Since Colorado's many chile-philes and breakfast burrito aficionados can be turbo-picky, I got down for a serious taste-test of each breakfast burrito -- bacon, sausage, chorizo and meatless -- when a Good Times rep delivered them, still hot and mouth-ready, to the Westword office.

I decided to try the bacon one first, because bacon trumps most other foods. The supple tortilla was neatly folded in at one end, with bits of diced chile, egg and potato peeping out of the other end. First bite produced fluffy scrambled eggs made with black pepper, tiny diced russet potatoes -- perfectly mealy, with the nutritious peels intact -- and tiny, tender nips of chewy bacon. I've eaten breakfast burritos that were so dry I needed to dip them in my morning coffee -- or afternoon beer -- to scrape them down my food-pipe, but this burrito was nicely moist, and the green chile sauce providing most of that moisture was a standout. The chiles were fruity and the resulting sauce chunky, with a slow but steady mild-to-medium warmth -- good for the median masses who aren't into serious heat.

Still, the burrito needed a touch more cheddar to help solidify the ingredients and give the mix a richer, fatty flavor. And, of course, it needed more bacon. There can never be too much bacon in a breakfast burrito.

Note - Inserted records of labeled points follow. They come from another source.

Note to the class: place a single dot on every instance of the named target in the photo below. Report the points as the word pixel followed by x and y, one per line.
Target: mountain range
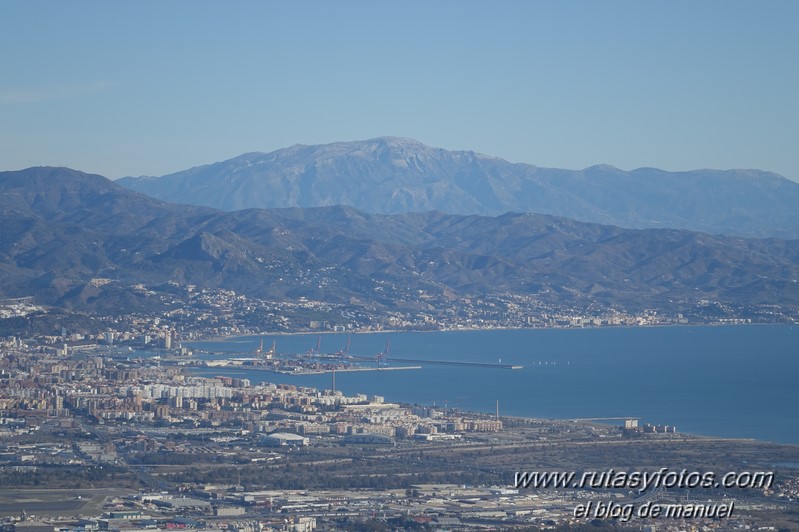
pixel 393 175
pixel 63 230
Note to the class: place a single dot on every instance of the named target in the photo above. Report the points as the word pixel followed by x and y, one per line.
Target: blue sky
pixel 132 88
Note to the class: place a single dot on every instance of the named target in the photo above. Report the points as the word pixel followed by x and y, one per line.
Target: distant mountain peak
pixel 392 175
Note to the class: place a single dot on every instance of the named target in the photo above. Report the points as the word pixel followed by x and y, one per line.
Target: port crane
pixel 382 358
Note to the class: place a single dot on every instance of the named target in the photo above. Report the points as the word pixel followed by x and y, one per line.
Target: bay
pixel 727 381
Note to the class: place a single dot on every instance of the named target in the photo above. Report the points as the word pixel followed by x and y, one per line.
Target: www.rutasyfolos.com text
pixel 642 480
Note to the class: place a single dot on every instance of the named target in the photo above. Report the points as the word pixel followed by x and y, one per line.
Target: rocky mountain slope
pixel 63 230
pixel 391 175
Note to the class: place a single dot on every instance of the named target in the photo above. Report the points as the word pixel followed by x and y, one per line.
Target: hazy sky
pixel 132 88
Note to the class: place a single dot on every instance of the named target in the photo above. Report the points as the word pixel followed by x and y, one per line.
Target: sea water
pixel 728 381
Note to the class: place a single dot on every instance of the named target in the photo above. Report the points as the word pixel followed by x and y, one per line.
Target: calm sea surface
pixel 737 381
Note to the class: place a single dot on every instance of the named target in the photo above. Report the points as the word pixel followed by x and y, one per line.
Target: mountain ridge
pixel 98 229
pixel 392 175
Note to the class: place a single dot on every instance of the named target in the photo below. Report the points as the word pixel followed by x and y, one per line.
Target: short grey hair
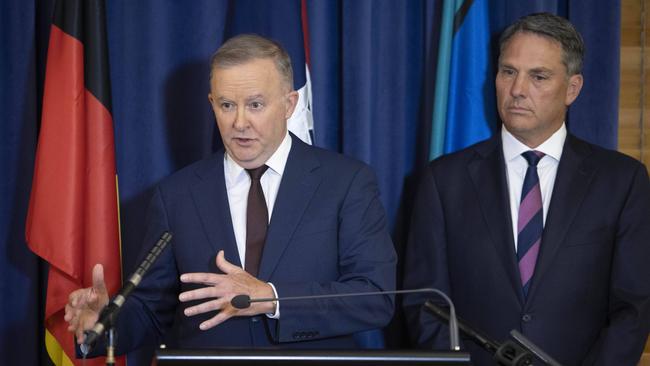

Next up? The chorizo breakfast burrito. As I unwrapped it from its aluminum foil sleeping bag, I searched for the drips of fiery-orange grease that usually spit out the ends of chorizo-stuffed burritos. None. I found out why when I took a bite, and discovered that the chorizo was mildly seasoned and lean -- no cholesterol-clogging treat for me here.

I liked the sausage burrito the best out of the four, because the meaty little nuggets gave off a pleasant sage-y, black peppery, salty flavor, and overall the burrito was the most aggressively seasoned of the choices.

The meatless burrito was a tad thinner than the meated ones, and it definitely needed more shredded cheddar cheese to compensate.

But each burrito contained an above-adequate amount of really well-made scrambled eggs -- fusty, brown-speckled, overcooked eggs are the sworn enemy of all breakfast items -- as well as those good potatoes and an excellent green chile sauce, so they are definitely worth the $2 each they retail for at Good Times.

This year's green chile season will no doubt produce a festive array of chile-infused items in stores, shops and restaurants across the state, and this entry from Good Times is a respectable kick-off.